The intimate association of “officer” and “gentleman,” a legacy of feudal days, is not without significance. An officer must also be a gentleman, and “conduct unbecoming an officer and a gentleman” is erected into an offence punishable by dismissal from the service. The word “gentleman” has got far away from the strict significance of its French parent. De Tocqueville has made us see the process of this development. Passing over to England, with the changing conditions, “gentleman” was used to describe persons lower and lower in the social scale, until, when it crossed to this country, its significance became lost in an indiscriminate application to all citizens[27]. A flavor of its caste significance still remains in the traditional “high sense of honor” characteristic of our military service. It was a distant step for a slave and freedman to become an officer and gentleman.
While the above reflections may be some explanations in fact for the opposition to the commissioning of Negroes, there was no one with hardihood enough to bring them forward. Such notions might form the groundwork of a prejudice, but they could not become the reason of a policy. It is an instinctive tribute to the good sense of the American people that the opponents of colored officers were compelled to find reasons of another kind for their antagonism.
The one formula heard always in the campaign against colored officers was: Negroes cannot command.

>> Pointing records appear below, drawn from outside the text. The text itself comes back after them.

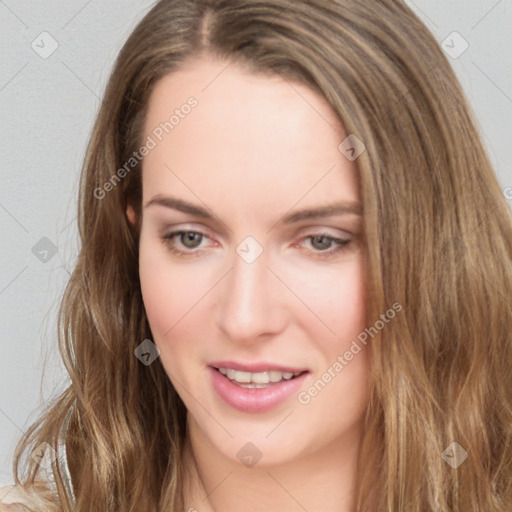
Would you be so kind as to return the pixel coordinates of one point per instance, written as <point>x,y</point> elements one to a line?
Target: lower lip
<point>254,399</point>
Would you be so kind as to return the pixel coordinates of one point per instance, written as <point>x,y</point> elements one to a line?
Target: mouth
<point>257,380</point>
<point>256,391</point>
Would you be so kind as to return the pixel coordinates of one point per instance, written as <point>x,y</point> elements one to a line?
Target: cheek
<point>336,297</point>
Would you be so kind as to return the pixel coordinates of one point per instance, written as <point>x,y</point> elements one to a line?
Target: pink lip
<point>256,399</point>
<point>255,367</point>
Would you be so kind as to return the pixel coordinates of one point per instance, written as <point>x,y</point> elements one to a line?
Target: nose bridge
<point>246,306</point>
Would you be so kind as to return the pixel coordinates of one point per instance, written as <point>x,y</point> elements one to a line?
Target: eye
<point>184,242</point>
<point>321,242</point>
<point>323,245</point>
<point>190,239</point>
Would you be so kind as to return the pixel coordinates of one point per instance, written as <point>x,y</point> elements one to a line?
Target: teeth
<point>257,378</point>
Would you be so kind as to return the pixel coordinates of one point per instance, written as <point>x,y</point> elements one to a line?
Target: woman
<point>293,283</point>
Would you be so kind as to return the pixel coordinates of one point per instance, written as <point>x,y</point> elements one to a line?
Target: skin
<point>254,149</point>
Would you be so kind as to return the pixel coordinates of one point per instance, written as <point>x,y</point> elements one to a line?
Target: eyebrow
<point>329,210</point>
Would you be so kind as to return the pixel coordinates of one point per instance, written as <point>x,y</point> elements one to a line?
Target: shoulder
<point>36,497</point>
<point>13,498</point>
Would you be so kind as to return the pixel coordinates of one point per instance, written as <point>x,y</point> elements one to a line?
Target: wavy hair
<point>438,235</point>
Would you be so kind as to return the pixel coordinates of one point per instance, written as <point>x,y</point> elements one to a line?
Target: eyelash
<point>342,244</point>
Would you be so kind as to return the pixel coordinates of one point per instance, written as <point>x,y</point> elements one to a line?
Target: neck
<point>320,481</point>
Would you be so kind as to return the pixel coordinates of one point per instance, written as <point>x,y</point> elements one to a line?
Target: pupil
<point>323,242</point>
<point>191,240</point>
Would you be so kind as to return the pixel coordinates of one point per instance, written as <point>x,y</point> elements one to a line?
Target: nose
<point>250,301</point>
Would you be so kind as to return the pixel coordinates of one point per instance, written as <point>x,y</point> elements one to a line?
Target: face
<point>250,262</point>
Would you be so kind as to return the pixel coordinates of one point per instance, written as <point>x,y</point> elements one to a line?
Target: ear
<point>131,215</point>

This formula was sent forth with every kind of variation, from the fierce fulminations of the hostile Southern press, to the more apologetic and philosophical discussions of our Northern secular and religious journals. To be sure, every now and then, there were exhibitions of impatience against the doctrine. Not a few newspapers had little tolerance for the nonsense. Some former commanders of Negro soldiers in the Civil War, notably, General T.J. Morgan, spoke out in their behalf. The brilliant career of the black regulars in Cuba broke the spell for a time, but the re-action speedily set in. In short it became fastened pretty completely in the popular mind as a bit of demonstrated truth that Negroes could not make officers; that colored soldiers would neither follow nor obey officers of their own race.

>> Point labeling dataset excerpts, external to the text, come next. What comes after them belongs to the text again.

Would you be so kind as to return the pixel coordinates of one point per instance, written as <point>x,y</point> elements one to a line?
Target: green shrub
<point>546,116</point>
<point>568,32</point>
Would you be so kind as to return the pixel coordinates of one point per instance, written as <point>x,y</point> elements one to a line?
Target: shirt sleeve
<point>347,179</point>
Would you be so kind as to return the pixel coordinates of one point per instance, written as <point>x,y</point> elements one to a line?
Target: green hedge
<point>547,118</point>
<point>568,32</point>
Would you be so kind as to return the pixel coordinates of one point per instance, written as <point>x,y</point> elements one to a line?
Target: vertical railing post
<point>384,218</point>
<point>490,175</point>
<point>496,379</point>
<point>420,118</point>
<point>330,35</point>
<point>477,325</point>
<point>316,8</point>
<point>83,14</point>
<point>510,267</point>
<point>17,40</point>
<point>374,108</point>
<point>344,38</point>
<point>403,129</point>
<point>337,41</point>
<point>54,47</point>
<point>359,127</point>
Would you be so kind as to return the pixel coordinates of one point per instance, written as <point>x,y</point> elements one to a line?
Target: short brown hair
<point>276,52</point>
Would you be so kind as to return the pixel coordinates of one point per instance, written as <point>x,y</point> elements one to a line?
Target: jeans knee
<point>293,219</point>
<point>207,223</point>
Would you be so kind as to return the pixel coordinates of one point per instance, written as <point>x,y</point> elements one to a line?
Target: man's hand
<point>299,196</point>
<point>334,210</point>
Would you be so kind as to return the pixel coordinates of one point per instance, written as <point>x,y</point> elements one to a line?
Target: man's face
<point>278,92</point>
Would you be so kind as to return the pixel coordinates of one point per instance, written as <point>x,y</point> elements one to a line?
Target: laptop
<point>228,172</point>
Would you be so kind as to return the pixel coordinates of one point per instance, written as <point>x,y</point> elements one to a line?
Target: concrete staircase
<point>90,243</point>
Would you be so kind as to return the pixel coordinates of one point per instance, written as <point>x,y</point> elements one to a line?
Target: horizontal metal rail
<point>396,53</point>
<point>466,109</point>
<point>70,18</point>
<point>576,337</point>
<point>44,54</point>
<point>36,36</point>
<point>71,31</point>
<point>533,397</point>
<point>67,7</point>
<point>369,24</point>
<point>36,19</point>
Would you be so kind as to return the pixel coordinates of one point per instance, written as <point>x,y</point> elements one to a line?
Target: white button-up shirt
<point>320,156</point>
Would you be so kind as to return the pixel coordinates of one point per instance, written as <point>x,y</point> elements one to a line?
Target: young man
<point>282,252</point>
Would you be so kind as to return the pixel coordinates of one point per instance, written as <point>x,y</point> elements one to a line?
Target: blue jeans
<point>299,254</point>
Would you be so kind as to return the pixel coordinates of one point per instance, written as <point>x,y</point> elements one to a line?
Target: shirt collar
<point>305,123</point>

This formula had of course to ignore an entire epoch of history. It could take no account of that lurid program wrought in the Antilles a century ago—a rising mob of rebel slaves, transformed into an invincible army of tumultuous blacks, under the guidance of the immortal Toussaint, overcoming the trained armies of three Continental powers, Spain, England and France, and audaciously projecting a black republic into the family of nations, a program at once a marvel and a terror to the civilized world.